Article: Craniosacral therapy
Craniosacral therapy is a form of alternative therapy used to assess and enhance the functioning of the craniosacral system, which consists of the membranes and cerebrospinal fluid of the central nervous system. Practitioners manipulate the bones of the skull in order to remove restrictions in the flow of cerebrospinal fluid, relieving stress, decreasing pain, and enhancing the body's overall health.
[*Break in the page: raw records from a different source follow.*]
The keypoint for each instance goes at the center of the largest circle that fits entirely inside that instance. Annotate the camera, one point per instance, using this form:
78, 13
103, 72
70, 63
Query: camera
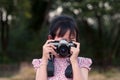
63, 47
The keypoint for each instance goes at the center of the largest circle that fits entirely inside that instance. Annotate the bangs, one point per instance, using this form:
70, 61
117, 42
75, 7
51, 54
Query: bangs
63, 28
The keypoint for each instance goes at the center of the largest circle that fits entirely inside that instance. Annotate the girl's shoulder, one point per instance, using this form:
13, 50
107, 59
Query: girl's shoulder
85, 62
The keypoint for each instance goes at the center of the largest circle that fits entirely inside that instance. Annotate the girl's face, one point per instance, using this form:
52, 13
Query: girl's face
66, 36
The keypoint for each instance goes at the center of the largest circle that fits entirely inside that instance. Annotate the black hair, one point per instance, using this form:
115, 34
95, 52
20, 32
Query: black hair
64, 23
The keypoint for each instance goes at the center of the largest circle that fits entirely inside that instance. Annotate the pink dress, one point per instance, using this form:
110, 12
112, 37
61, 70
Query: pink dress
60, 66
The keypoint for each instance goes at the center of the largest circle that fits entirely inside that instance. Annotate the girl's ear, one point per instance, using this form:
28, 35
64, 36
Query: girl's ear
50, 37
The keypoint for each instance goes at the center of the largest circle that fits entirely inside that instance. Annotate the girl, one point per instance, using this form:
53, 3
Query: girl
62, 27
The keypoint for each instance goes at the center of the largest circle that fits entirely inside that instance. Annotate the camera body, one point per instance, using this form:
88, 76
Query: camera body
63, 47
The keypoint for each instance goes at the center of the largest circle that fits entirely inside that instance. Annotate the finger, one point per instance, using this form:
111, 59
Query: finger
48, 41
78, 44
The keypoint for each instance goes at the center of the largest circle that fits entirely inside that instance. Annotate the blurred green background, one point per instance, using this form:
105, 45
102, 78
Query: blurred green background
24, 28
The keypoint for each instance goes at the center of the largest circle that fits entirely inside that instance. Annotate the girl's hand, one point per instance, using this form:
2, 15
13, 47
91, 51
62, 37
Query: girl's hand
47, 49
75, 52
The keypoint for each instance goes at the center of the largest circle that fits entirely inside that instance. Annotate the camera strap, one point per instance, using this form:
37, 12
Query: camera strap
50, 66
69, 72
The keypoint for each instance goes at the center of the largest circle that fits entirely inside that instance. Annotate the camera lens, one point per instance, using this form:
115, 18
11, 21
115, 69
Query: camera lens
63, 50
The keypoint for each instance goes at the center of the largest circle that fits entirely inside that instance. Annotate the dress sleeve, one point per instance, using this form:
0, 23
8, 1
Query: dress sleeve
36, 63
84, 62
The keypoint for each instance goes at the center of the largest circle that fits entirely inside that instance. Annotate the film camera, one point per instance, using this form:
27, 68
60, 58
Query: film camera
63, 47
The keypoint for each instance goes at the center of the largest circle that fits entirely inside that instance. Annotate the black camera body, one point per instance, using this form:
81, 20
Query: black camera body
63, 47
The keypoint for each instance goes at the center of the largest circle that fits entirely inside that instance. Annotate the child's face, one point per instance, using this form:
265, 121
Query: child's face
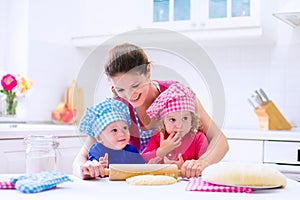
132, 86
115, 135
178, 122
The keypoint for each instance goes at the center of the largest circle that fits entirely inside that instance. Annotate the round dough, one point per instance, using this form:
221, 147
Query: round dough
151, 180
243, 174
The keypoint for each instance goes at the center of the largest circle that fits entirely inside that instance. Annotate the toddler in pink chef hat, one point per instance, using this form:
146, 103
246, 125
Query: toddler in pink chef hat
177, 140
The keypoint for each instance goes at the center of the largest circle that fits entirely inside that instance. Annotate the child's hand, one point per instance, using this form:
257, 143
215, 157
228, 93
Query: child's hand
103, 161
178, 162
156, 160
166, 145
192, 168
90, 169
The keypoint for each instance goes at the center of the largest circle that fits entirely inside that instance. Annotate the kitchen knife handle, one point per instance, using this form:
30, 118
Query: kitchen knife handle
265, 96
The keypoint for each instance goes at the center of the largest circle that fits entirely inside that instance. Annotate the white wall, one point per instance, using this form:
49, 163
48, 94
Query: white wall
53, 61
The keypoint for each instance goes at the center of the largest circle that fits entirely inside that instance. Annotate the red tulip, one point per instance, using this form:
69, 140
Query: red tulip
8, 82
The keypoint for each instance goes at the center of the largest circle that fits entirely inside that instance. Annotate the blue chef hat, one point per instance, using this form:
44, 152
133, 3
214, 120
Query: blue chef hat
96, 118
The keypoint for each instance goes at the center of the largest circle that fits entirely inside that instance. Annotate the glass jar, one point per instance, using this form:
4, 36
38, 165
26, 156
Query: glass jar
41, 153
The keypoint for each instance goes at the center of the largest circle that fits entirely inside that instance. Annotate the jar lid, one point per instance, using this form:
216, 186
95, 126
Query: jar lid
42, 140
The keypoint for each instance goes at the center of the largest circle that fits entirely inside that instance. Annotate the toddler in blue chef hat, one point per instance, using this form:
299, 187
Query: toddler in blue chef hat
108, 122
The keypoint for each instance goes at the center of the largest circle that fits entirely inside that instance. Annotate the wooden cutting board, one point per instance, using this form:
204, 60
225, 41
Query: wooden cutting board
75, 99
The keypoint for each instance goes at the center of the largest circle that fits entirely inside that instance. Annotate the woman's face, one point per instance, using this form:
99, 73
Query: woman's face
132, 86
115, 135
179, 122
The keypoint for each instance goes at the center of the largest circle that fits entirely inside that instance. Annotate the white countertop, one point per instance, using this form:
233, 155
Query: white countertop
105, 189
21, 130
256, 134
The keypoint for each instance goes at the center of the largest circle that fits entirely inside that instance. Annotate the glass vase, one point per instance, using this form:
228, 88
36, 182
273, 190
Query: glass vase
10, 105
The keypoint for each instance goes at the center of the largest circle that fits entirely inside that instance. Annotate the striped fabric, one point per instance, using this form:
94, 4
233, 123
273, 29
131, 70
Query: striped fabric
198, 184
176, 98
33, 183
97, 117
6, 184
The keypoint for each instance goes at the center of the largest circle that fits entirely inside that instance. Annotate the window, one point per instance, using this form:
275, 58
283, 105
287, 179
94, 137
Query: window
171, 10
205, 14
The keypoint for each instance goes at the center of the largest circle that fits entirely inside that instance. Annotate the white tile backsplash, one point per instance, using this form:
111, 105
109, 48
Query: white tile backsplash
53, 62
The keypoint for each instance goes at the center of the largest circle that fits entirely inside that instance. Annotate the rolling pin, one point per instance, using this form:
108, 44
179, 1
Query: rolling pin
118, 172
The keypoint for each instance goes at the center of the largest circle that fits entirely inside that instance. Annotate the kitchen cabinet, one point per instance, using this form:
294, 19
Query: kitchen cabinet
205, 20
280, 149
205, 14
13, 147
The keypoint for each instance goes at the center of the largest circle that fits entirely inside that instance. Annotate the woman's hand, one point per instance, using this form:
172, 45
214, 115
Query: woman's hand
166, 145
192, 168
93, 169
156, 160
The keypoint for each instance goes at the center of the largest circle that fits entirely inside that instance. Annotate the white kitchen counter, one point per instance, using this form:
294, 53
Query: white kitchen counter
256, 134
105, 189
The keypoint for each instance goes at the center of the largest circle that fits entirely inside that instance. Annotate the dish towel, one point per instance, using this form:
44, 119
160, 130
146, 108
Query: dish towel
38, 182
198, 184
4, 184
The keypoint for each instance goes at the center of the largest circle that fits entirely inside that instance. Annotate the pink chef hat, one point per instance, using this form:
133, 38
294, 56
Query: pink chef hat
176, 98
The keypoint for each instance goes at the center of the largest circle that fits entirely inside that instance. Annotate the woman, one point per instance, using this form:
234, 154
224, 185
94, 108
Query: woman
128, 71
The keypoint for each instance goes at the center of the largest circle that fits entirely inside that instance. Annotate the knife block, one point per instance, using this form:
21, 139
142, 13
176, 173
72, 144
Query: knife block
270, 118
75, 99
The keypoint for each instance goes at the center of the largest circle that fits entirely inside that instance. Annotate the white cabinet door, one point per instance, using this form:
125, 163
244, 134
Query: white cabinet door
245, 151
12, 154
282, 152
67, 151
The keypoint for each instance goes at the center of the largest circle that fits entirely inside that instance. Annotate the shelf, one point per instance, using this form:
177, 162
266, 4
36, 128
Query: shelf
249, 35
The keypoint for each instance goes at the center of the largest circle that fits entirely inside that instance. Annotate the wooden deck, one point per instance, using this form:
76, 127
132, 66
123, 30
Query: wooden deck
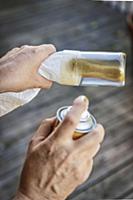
83, 25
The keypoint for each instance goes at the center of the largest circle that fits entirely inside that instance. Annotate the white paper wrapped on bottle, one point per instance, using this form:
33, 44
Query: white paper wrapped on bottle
76, 68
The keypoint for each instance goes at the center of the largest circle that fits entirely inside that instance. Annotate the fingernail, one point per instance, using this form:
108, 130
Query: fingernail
82, 99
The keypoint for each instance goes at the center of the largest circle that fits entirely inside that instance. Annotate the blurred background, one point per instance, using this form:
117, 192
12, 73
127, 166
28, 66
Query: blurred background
79, 25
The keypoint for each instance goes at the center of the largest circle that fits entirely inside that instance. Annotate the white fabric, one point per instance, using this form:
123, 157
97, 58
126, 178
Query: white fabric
12, 100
The concepts of this therapy were originally researched by Dr. William Sutherland, an osteopath, in the early 1900s. Sutherland researched the theory that the bones of the skull could be moved along their sutures, a theory that was at odds with the available medical research of the time (and indeed that of today) . Towards the end of his life Dr. Sutherland began to sense a power generating corrections from inside his clients' bodies without the influence of exeternal forces applied by him as the therapist. Similar to Chi and Prana this contact with what he called "the Breath of Life" changed his entire treatment focus to one of spiritual reverence and subtle touch. This particular approach to the work has come to be known as Biodynamic Craniosacral therapy with further contributions made by such practitioners as Dr. Roland Becker, James Jealous, and Franklyn Sills.
In 1970, another osteopath by the name of Dr. John E. Upledger observed during a surgical procedure on the neck what he described as a pulse within the craniosacral system. He then discovered the work done by Sutherland, and thought that if movement of the cranial bones were possible, the pulse he had observed would be explained. From 1975 to 1983, Upledger worked for Michigan State University as a clinical researcher and professor, and set up a team of anatomists, physiologists, biophysicists, and bioengineers in order to investigate the pulse he had observed and study further Sutherland's theory of cranial bone movement. Upledger went on to publish his results, which show support for both the concept of cranial bone movement and the concept of a cranial pulse. In 1985, he established the Upledger Institute, a health center dedicated to the education and certification of practitioners in craniosacral and related therapies.
Skeptics point out the scientific evidence for cranial bone movement is insufficient to support the theories claimed by craniosacral practitioners. Scientific research has long supported the theory that the cranial bones fuse during adolescence, making movement impossible. Further, while evidence exists for a cranial pulse, skeptics suggest it is caused by the functioning of the cardiovascular system and not by the workings of the craniosacral system. Finally, while there is plenty of colloquial evidence in support of the link between the cranial pulse and general health, no research to date has supported this claim.